Most of us have go-to providers. People or companies we prefer to do business with. A favourite store, restaurant, taxi company, or advisor, for example. While different businesses will approach this in different ways, there is one thing on which most preferred providers will agree: An ongoing effort to surprise and delight is a big reason that customers keep coming back.
Committing to surprise and delight.
Surprising and delighting customers requires an overwhelming combination of responsiveness, creativity, curiosity, communication, and business acumen to break a buyer’s interest in taking his or her business elsewhere.
To work, it’s a commitment that must be firmly embedded in a business’s DNA. It takes planning and lot of hard work. And it takes a certain attitude… an attitude that starts at the top and cascades down to influence employees who regularly interact with buyers.
Attitude is everything.
Many businesses talk about the need for a can-do attitude. You would think that being responsive to a customer’s complaint, question or concern would be a no brainer. Sadly, many organizations seem to leave decisions around how to respond, how quickly to respond, and the outcome up to employees who feel overworked and underappreciated. And, in many cases, undertrained, under coached and under supervised.
Far from being surprised and delighted, the wrong attitude can leave customers looking for another provider. Here’s a case in point.
What do you mean replacement doesn’t mean replacement!
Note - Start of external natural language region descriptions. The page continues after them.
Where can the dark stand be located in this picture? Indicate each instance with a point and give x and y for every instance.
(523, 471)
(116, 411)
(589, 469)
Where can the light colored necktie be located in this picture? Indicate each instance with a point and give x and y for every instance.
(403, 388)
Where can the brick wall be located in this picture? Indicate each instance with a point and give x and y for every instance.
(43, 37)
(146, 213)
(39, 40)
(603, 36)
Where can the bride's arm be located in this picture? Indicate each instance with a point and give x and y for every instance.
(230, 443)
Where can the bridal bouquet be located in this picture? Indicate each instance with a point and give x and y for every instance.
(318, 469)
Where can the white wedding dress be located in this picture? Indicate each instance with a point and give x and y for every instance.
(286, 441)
A colleague purchased a printer at a local store. As printers are known to breakdown, he also purchased a one-year replacement guarantee. Shortly before the year was up, he discovered that the automatic feed wasn’t working. So, it was back to the store for a replacement.
Without getting into detail on what was said and to whom, my colleague discovered that his guarantee only covered the amount of the original selling price, not the cost of a new or replacement machine. Having purchased the original, on sale, for about $140, this meant spending an additional $190 to get his replacement. Ouch!
The dictionary defines replacement as “a person or thing that replaces another.” To my knowledge, no dictionary includes the caveat “along with an additional $190!” Being both confused and annoyed, my colleague asked to speak to the manager who, of course, repeated the store’s policy.
No argument with the policy.
The point is not that the store’s policy is wrong. The policy is the policy. The point is simply the way it was handled and the confusion that it created.
My colleague had no idea that the replacement guarantee was, in reality, more of a money-back guarantee. That wasn’t mentioned when he made the original purchase.
When his confusion was brought to the attention of store staff, he was treated like a wayward child who should know better. Talk about attitude! Had the clerk or manager been even a little sympathetic to my colleague’s situation, any unpleasantness and bad feelings could have been turned into something quite positive.
Without a doubt, this incident contained a healthy dose of surprise. Unfortunately, it’s wasn’t the kind this business was looking for.